The product of passion

The product of passion

Sara Yang

  Chemistry students advance to the United States National Chemistry Olympiad



It is a prestigious three-part test — one that lasts for over four hours.  Scoring well can potentially help you get into college.  Sound like the SAT?  Not even close.

From a pool of 10,000 students, approximately 900 top-scorers from across the nation will contend at the next level of the United States National Chemistry Olympiad (USNCO).  As top-scoring students from the local March competition, juniors Robin Cheng and Anthony Chen will compete as MVHS representatives on April 24 at Las Positas Junior College in Livermore.

In actuality, the highest local test scores from the school belong to Cheng and senior Aniruddha Dasgupta.  Dasgupta, who qualified and placed among the top 150 students among the nation in 2009, decided to relinquish his qualifying position to Chen.

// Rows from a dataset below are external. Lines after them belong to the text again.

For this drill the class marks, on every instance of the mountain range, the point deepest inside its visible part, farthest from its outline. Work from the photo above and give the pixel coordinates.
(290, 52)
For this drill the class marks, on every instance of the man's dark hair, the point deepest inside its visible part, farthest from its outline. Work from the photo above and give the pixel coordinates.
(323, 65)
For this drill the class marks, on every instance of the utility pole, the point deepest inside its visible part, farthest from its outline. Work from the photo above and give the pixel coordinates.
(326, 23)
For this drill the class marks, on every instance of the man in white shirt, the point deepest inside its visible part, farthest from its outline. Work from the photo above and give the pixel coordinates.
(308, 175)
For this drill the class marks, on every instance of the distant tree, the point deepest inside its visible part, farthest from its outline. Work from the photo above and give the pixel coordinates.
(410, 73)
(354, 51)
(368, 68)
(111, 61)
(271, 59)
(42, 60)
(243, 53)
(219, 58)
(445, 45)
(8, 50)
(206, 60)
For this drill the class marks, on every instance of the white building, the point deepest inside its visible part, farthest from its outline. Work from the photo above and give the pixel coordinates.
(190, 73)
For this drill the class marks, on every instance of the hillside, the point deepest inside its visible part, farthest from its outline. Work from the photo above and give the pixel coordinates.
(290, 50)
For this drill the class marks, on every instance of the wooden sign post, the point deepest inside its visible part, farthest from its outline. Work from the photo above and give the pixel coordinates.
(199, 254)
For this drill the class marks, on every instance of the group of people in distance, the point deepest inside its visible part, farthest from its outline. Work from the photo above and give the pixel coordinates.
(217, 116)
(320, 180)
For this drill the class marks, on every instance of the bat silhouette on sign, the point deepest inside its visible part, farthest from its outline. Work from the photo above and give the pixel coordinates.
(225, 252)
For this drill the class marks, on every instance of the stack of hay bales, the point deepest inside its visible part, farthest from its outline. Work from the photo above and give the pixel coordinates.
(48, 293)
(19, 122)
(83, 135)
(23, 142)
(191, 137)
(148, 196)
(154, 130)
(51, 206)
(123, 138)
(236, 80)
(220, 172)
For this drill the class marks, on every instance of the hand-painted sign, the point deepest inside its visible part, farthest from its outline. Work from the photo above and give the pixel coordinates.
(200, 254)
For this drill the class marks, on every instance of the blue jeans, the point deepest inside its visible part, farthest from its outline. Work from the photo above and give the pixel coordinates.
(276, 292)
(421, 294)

"I’m pretty sure that [placing in the top 150] had some factor in me getting into the college of my choice," Dasgupta said.  "It could help him, too."

Yet prestige is not the only reason behind Dasgupta’s decision to allow Chen to step into his qualifying position.

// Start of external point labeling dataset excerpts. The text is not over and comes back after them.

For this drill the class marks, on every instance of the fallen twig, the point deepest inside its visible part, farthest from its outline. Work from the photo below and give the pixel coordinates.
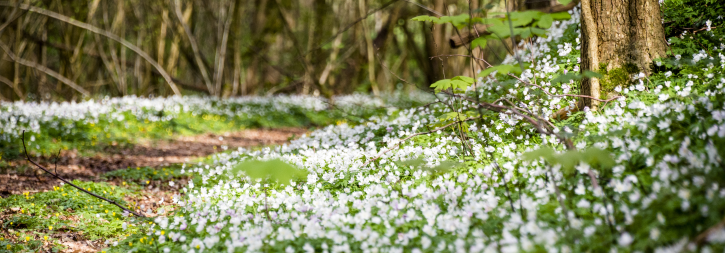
(75, 186)
(414, 135)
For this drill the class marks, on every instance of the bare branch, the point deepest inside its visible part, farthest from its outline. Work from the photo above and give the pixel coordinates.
(222, 52)
(194, 47)
(43, 69)
(105, 33)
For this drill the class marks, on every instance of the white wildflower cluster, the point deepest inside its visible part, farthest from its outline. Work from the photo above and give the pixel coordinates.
(668, 165)
(65, 117)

"[Chen and Cheng are] always striving to do their best, trying to understand the material and they’re… sitting in the front [of the Chemistry AP class]," Dasgupta said.  "These two are so motivated to do what they’re doing.  They really love chemistry."

And according to Dasgupta, a love for the subject is what makes the difference.  Both Chen and Cheng seem to identify with such an interest.

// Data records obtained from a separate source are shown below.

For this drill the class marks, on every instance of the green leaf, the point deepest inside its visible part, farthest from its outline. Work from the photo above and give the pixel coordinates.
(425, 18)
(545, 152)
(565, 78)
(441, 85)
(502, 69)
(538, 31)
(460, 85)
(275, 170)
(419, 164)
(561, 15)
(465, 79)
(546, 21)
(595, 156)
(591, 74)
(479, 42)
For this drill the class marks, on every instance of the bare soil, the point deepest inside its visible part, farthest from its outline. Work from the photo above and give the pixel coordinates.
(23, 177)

"Chemistry is like the perfect balance of everything… the central science," Chen said.  "Physics is dependent on chemistry, biology… is dependent on chemistry too… chemistry is the most worthwhile to learn."

Both students value the subject in more ways than one, as it provides benefits through the USNCO and beyond.

"I think the best part is probably the challenge," Cheng said.  "You’re competing with the best of the best… you get to see how your skills are, compared to other people… you can see what you need to improve on, and you can learn from other people in the same process as well."

For Chen, the motivation behind pursuing chemistry goes beyond the challenge.

"Chemistry is the perfect way for me to actually make a contribution in the future, to society," Chen said.  "If a person doesn’t know how the world works… they can’t… make a truly significant product.  You know the person who invented insulin… Advil, Tylenol.  That was all chemistry."